Nazi Germany began building concentration camps (Konzentrationslager) on German soil in 1933, a full six years before the outbreak of World War II. At first, the camps housed political prisoners (mostly communists), but the camps soon began to hold other groups of people deemed socially undesirable: Jews in large numbers, but also Jehovah’s Witnesses, Romani, homosexuals, and the mentally ill. Of the 1.65 million people who were registered prisoners at these camps, roughly one million did not survive. Most camps consisted of a main site and anywhere from three to more than 100 satellite camps. Dachau was a concentration camp. Other notable concentration camps included Bergen-Belsen (where Anne Frank died) and Buchenwald. These camps were distinct from the six extermination camps (Vernichtungslager) where people were sent in even larger numbers for the express purpose of being killed immediately, without being registered as inmates. The extermination camps, which included Auschwitz, Sobibor, and Treblinka, were established in Poland, which had been overrun by the German Army at the start of the war. More than 2.7 million people were murdered at the extermination camps. Of these, at least one million died at Auschwitz. In all, nearly four million people died at the Nazi camps, either by execution or from starvation and disease.

In addition, an estimated two million civilians, mostly Jews, died in mass shootings that did not involve the camps.

The Auschwitz camp system included both concentration and extermination facilities. There is some controversy about the timeline of Frankl’s stays at various camps.
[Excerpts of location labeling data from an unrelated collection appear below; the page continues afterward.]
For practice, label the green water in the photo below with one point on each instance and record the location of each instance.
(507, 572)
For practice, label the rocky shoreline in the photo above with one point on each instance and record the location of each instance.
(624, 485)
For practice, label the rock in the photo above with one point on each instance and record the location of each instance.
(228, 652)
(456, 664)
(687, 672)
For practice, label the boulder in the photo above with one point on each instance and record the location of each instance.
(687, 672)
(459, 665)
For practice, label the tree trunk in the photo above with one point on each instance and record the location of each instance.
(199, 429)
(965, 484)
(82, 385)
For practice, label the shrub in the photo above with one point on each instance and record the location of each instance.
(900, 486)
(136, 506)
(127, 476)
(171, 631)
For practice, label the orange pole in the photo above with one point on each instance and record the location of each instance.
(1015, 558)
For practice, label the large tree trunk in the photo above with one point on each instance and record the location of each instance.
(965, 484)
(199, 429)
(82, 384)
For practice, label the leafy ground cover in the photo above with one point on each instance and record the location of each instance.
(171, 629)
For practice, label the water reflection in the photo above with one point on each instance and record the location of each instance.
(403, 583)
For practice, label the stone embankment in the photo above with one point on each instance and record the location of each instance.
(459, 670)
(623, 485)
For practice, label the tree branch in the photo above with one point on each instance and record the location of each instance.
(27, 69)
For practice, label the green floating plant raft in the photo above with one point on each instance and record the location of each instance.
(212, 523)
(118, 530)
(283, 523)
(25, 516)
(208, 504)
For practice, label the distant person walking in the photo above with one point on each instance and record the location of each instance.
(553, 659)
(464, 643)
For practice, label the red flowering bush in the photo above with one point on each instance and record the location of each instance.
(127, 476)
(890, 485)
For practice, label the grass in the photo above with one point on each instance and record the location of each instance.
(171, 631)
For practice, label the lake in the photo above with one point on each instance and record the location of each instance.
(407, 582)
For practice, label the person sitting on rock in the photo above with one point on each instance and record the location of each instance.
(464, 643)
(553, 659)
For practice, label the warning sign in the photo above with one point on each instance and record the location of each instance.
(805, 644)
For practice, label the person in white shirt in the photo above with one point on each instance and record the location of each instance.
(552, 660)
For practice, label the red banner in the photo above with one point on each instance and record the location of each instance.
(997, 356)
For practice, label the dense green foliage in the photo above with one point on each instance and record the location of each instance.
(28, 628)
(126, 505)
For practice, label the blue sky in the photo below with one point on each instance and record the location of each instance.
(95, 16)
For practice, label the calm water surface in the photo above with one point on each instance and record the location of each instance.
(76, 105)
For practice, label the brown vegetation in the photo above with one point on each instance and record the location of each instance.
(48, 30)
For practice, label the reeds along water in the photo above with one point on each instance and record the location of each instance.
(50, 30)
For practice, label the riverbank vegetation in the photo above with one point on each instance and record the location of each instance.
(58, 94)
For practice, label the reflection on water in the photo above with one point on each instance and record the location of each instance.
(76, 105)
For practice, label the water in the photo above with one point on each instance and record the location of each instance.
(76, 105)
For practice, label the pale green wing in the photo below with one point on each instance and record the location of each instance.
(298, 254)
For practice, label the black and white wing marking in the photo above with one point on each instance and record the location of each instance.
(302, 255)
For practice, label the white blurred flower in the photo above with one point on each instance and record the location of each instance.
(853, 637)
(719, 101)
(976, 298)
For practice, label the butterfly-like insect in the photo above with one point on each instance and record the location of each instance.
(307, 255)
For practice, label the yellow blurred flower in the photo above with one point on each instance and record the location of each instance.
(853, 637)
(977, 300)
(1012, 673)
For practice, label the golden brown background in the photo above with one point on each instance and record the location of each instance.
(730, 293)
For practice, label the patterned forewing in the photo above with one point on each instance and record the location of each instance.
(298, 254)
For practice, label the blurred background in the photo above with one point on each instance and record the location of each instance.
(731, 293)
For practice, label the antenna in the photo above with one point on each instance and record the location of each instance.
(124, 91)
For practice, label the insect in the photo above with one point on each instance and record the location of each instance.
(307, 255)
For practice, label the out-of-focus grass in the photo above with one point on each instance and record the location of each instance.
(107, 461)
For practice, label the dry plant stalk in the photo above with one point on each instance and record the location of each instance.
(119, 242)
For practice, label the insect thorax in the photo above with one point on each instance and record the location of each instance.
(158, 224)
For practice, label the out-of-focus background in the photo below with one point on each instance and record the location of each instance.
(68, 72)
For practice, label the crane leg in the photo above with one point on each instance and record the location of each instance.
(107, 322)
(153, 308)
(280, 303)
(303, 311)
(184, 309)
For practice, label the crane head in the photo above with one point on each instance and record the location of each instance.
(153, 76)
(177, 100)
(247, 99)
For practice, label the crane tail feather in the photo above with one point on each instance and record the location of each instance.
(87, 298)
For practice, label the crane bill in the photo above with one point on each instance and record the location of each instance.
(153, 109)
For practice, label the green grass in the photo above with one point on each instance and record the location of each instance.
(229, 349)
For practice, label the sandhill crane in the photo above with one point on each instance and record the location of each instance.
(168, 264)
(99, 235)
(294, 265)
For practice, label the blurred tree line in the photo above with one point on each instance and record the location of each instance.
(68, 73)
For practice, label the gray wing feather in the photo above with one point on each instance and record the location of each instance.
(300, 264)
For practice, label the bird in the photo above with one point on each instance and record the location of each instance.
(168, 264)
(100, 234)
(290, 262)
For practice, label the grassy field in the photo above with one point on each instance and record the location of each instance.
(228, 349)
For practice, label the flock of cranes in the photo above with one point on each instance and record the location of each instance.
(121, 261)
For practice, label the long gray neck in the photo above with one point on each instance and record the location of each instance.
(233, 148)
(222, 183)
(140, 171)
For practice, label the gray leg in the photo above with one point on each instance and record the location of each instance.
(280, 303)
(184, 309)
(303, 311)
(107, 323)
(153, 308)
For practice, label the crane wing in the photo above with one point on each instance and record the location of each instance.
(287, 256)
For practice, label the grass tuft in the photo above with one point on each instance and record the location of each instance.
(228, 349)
He does not mention his family’s two years in Theresienstadt, instead skipping ahead to Auschwitz and leaving the reader with the impression that he spent considerable time there. It has been alleged that Frankl in fact spent only a very short time at Auschwitz, perhaps as little as a few days, before being relocated back to the Dachau system. A mention of “mass transports” to Dachau in the final weeks of the war would be referring to transports from Dachau’s satellite camps to the main camp. It is generally accepted, in any case, that Frankl spent the better part of three years in concentration camps of one form or another.